The people have spoken, and how. They have given the Bharatiya Janata Party an emphatic simple majority in the Lok Sabha and brought the National Democratic Alliance within touching distance of the crucial two-third majority mark. They have dealt a crushing blow to the Congress; and left it struggling to reach even one-tenth of the total strength of the Lok Sabha. They have also undermined the politics of caste and minority that the socialist parties of the UP-Bihar belt thrived upon. What remains of the Opposition, if the word with a capital ‘O’ can be used now, is a bunch of rag-tag outfits that will sit across the ebullient and enlarged Treasury Benches in Parliament. Even the limited numbers will not matter if these parties function as a credible, cohesive opposition. But past record belies any reasonable expectation of the elected bunch in the Opposition Benches effectively utilising parliamentary debates. The preferred tactic of past Oppositions — raising ruckus and disrupting house proceedings — will not work this time against a brute majority. The Trinamool Congress, the AIADMK and the Biju Janata Dal, parties likely to become the bulwarks of the Opposition alongside the Congress, unless they cross over to the Treasury Benches, will have to rise beyond their regional mindsets and voice the federal aspirations of the larger country.

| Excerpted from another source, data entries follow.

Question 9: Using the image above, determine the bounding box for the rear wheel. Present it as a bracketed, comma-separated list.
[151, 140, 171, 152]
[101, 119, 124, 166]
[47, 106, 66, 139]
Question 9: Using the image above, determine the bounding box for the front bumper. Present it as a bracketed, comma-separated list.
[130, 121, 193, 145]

For the Congress, the ignominy of a historic defeat, poses challenges far beyond playing the role of a constructive opposition. The Congress has been wiped out in every direction. In states like Rajasthan, Madhya Pradesh, Gujarat and Maharashtra — sites of head-on clashes with the BJP — the party was decimated. The crushing blow that the BJP has dealt to the Congress morale goes far beyond their absolute numbers in Lok Sabha. Narendra Modi reinvented the BJP building upon the solid platform laid out for him by the redoubtable RSS grassroots network and popular BJP state governments, which are seen countrywide as models of good governance. In contrast, the Congress, stripped bare of credible leaders, has nowhere to hide and nowhere to look for succour. The myth of the Nehru-Gandhi family’s national appeal also stands exposed. Other than holding the Congress party together against the fissiparous tendencies of its leaders, the family has little goodwill to draw upon. The disconnect with the everyday lives of the toiling masses and the aspirational classes was evident from the hubris of continued reliance on Mahatma Gandhi and Jawaharlal Nehru and the martyrdom of Indira Gandhi and Rajiv Gandhi.

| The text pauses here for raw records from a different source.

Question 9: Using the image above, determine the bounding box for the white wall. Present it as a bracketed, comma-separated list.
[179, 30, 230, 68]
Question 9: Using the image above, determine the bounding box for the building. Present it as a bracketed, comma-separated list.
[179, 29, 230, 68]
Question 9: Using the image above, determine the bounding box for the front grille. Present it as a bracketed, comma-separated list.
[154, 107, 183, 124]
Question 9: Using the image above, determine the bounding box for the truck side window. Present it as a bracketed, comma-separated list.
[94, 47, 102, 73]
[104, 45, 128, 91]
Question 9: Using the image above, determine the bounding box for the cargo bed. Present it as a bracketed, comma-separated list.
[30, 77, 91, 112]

As for its star campaigner, Rahul Gandhi, missing in action for long and crucial spells when the UPA government dawdled in a sea of incompetence and indecision, his admission of total responsibility for the defeat, passed off without contrition or a token offer to resign. Assam chief minister Tarun Gogoi and other defeated chief ministers have offered their resignations. Ironically, the Gandhis, more culpable for this defeat, can claim immunity. In her admission of defeat, Sonia Gandhi reiterated that the Congress would uphold its traditions, values and programmes. People across India have lost touch with the Congress.
Reporters filed dispatches noting the absence of any visible Congress organisational activity in many districts despite being in the midst of elections. Like the Mughal dynasty in the 19th century, the Congress experiment with the Gandhi-Nehru leadership is a model that has run its course. A field in disarray leaves Modi king of all he surveys.